Scenario Branches and Custom Background Noises
Branching scenarios reveal how agents handle divergent conversations, and custom background noises push simulations closer to production reality.
What's in this digest
Multi-Branch Scenario Generation
Real conversations are not linear. A customer asking about billing might pivot to a feature question, circle back to pricing, then escalate to a complaint — all within a single session. Linear test scenarios miss these transitions entirely.
Multi-branch scenario generation changes how teams think about simulation coverage. When you generate a scenario, the system now produces a branching conversation tree rather than a single path. Each branch represents a plausible fork: the user changes their mind, introduces a new topic, asks a clarifying question, or expresses frustration.
Three branch types are supported out of the box. Intent forks model cases where the user’s goal shifts mid-conversation. Escalation branches simulate increasing urgency or emotional intensity. Digression branches test the agent’s ability to handle off-topic detours and return to the main thread.
The scenario viewer has been updated with branch visibility, letting you navigate the full tree structure, inspect individual paths, and run targeted simulations against specific branches. This is especially powerful for identifying failure modes that only emerge in multi-turn, non-linear conversations.
Custom Background Noises
Voice agents in production do not operate in silence. They handle calls from busy offices, moving cars, crowded restaurants, and noisy streets. Testing in pristine audio conditions produces results that do not transfer to the real world.
Custom background noises bring over 10 ambient noise profiles to the simulation engine. Coffee shop chatter, traffic noise, keyboard typing, wind, crowds, office HVAC hum — each profile has been calibrated to match common real-world conditions. Layer them onto any voice simulation to test how your agent performs when the audio signal is degraded.
The impact on evaluation scores is often revealing. Agents that perform flawlessly in clean conditions can struggle dramatically with ambient noise, particularly around entity extraction and intent classification.
Enable Others: Custom Provider Support
Agent definitions are no longer limited to Vapi and Retell. The new “Enable Others” option opens agent configuration to any voice or LLM provider. If your stack uses a custom-built provider, a niche vendor, or an internal model serving infrastructure, you can now define agents against it and run the full simulation and evaluation suite.
This is a foundational change for teams with heterogeneous infrastructure. Test the same agent definition against multiple providers, compare performance, and make data-driven decisions about your stack.
Eval Explanation Summaries
Evaluation scores are more useful when you understand why they landed where they did. Every simulation evaluation now includes a human-readable explanation summary. Instead of just seeing “Faithfulness: 0.72,” you see a breakdown of which claims were supported by context, which were not, and what the model’s reasoning was for each judgment.

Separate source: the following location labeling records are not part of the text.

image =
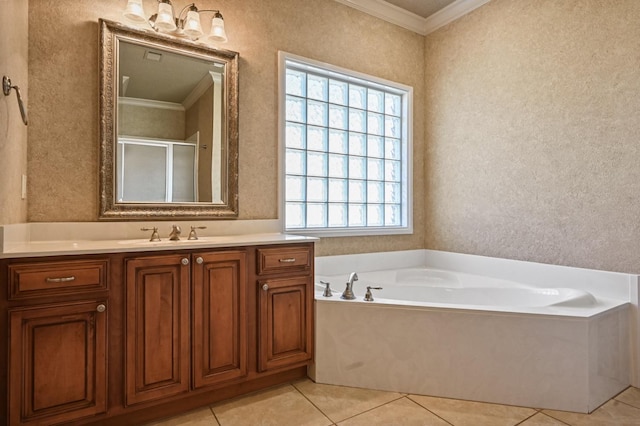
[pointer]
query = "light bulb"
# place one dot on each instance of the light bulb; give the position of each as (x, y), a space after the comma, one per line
(165, 20)
(135, 12)
(192, 27)
(217, 30)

These summaries make it practical for non-technical stakeholders to review evaluation results. Product managers and quality leads can read the explanations and understand agent quality without interpreting raw metric outputs.
Platform and Observe Updates
The backend migration from string to JSON fields for session data is complete. Session views now render structured JSON input and output natively, with collapsible trees and syntax highlighting. Prompt execution gets real-time streaming via WebSocket connections, eliminating the wait-for-completion pattern.
Observe receives a batch of usability improvements: filters now persist across page navigations, pagination handles large result sets more gracefully, metadata is displayed inline, and pricing logic has been updated to reflect current provider rates.